Today is Earth Day. Take time out of your day to stoop down and kiss some dirt. Tee-hee, no, but it wouldn’t hurt to spend some time studying your habits to see where you could recycle or otherwise “Go Green.” Even though some people supposedly own pieces of the Earth, the fact is that we’re all here temporarily and should strive to make the Earth a better place for our having been here. Recycling products makes them cheaper in the long run. Dialing down the amount of fertilizer that our farmers spread would be a big help with runoff issues. Growing your own garden is fun and you get rewarded with the vegetables or fruits that you planted. There are myriad ways to “Go Green.”
Racine recently voted to allow backyard chickens. No roosters and no more than 4 hems. Back home, we had Romanian Red Terror chickens. They stand about 5 feet tall and weigh 160 pounds. They’re as good as any watchdog. Burglars see them and decide to go elsewhere. We had a couple in the house that were like pets. They even ate at the table with us. Heaven forbid that mom serve chicken. All hell would break loose!
The big thing with Romanian Red Terror hens is obtaining their eggs. They’re not like regular chickens where you can reach down and grab an egg or two. Romanian Red Terror hens will fight you for their eggs. Be sure to wear body armor and a thick helmet when you go for their eggs. Some sort of facial covering would be good, too. I’m thinking NFL® helmets. Their eggs are the size of soccer balls. No one knows what they taste like because all attempts at egg retrieval have ended in the deaths of those trying to get the eggs.

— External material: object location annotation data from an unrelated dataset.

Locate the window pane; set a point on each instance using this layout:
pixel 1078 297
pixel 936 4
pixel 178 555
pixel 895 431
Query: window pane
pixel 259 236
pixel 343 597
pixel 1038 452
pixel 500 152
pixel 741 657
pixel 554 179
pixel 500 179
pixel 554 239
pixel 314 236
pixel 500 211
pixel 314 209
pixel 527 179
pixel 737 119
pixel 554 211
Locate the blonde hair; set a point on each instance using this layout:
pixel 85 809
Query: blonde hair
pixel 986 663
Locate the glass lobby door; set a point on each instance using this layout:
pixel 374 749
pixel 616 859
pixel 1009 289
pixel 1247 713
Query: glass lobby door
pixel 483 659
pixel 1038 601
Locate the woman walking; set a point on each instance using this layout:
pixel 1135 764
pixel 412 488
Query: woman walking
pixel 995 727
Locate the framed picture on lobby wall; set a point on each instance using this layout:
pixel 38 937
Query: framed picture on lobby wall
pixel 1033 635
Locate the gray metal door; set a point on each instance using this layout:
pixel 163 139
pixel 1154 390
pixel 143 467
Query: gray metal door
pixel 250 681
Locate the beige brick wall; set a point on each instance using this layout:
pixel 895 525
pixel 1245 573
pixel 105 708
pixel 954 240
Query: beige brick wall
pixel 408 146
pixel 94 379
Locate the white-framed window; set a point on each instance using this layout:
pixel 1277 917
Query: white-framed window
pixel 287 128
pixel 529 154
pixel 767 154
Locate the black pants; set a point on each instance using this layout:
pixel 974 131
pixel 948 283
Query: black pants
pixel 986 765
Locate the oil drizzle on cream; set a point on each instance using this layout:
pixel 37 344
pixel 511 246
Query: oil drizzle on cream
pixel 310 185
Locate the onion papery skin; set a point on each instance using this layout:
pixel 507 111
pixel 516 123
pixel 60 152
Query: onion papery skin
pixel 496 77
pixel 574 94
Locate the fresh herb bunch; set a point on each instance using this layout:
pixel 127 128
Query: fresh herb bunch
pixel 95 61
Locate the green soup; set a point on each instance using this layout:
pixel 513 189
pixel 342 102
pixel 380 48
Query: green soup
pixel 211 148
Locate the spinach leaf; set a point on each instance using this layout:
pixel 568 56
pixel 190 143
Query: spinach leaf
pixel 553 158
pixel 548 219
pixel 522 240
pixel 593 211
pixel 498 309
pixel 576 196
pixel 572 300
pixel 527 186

And on that note, my dears, I’m finishing off this week’s blog. I love you all. May you be blessed with health and love. I have the best damn readers on the internet.
A load shared, is a load halved: MadameZoltar@jtirregulars.com
Watch out for all the people taking in the beginning of spring. The release of their cabin fever may make them do crazy things, like ride their bicycles to and from work. And if you hear and see a “boom car,” smash into him for me.